Carbon fiber microelectrodes (CFMEs) have been extensively used to measure neurotransmitters with fast-scan cyclic voltammetry (FSCV) due to their ability to adsorb cationic monoamine neurotransmitters. Although FSCV, in tandem with CFMEs, provides high temporal and spatial resolution, only single-channel potentiostats and electrodes have been primarily utilized.
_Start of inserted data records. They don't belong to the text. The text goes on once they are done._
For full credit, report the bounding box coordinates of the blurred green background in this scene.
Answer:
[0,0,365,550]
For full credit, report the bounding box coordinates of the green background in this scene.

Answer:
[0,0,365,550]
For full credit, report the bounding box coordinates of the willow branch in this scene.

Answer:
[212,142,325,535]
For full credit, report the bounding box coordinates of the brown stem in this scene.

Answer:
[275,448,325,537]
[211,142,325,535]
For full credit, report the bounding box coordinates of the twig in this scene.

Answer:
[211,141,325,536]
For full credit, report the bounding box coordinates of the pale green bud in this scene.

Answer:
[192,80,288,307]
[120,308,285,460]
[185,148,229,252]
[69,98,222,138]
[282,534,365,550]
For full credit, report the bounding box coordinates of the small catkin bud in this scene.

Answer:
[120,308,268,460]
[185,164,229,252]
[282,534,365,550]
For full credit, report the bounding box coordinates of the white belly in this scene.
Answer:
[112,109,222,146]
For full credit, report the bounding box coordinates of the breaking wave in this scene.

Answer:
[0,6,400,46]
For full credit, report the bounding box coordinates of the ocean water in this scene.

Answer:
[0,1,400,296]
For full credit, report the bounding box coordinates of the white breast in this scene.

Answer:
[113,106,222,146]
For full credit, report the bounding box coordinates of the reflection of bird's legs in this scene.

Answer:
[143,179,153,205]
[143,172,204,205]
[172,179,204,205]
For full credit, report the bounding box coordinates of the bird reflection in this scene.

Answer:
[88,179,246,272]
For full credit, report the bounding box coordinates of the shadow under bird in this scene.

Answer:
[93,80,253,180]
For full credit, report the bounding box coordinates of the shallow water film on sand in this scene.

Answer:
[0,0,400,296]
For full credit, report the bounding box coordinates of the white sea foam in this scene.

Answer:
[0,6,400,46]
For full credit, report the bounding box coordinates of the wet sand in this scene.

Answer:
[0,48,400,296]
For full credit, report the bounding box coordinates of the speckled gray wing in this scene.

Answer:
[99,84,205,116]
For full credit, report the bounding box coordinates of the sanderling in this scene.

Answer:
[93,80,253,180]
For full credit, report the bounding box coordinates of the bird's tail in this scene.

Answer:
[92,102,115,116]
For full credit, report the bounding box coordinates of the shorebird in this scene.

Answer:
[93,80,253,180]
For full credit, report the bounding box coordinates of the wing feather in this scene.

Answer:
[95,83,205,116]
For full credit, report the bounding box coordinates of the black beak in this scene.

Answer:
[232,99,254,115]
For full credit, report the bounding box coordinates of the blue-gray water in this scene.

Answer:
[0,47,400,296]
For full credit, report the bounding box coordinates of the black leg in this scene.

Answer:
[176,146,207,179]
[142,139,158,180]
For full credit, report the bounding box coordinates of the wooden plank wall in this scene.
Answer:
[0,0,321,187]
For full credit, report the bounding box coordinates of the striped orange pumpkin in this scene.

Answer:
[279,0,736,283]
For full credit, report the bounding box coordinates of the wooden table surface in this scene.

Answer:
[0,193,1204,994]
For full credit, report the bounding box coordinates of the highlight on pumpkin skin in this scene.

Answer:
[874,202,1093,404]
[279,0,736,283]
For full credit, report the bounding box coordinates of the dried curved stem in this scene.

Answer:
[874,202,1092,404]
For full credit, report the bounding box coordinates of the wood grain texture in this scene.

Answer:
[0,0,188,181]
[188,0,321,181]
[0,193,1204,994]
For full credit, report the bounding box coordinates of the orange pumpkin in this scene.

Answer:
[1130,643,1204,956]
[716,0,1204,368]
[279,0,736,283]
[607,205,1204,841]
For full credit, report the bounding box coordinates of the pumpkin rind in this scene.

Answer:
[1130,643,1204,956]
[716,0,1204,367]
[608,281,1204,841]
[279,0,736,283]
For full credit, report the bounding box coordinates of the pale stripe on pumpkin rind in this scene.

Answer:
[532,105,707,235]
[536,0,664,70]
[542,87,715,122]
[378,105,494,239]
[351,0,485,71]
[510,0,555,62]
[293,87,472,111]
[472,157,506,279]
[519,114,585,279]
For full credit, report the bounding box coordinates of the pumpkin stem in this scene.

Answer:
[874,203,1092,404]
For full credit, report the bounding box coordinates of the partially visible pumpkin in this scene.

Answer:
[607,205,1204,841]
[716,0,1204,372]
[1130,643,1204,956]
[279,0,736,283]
More recently, the need and use of carbon fiber multielectrode arrays has risen to target multiple brain regions. Previous studies have shown the ability to detect dopamine using multielectrode arrays; however, they are not readily available to the scientific community. In this work, we interfaced a carbon fiber multielectrode array (MEA or multielectrode array), to a commercially available four-channel potentiostat for multiplexing neurochemical measurements. The MEA's relative performance was compared to single CFMEs where dopamine detection was found to be adsorption controlled to the electrode's surface. Multiple waveforms were applied to each fiber of the multielectrode array simultaneously to detect different analytes on each electrode of the array. A proof of concept ex vivo experiment showed that the multielectrode array could record redox activity in different areas within the mouse caudate putamen and detect dopamine in a 3-mm² area. To our knowledge, this is the first use of the multielectrode array paired with a commercially available multichannel potentiostat for multi-waveform application and neurotransmitter co-detection. This novel array may aid in future studies to better understand complex brain heterogeneity, the dynamic neurochemical environment, and how disease states or drugs affect separate brain areas concurrently. Graphical abstract.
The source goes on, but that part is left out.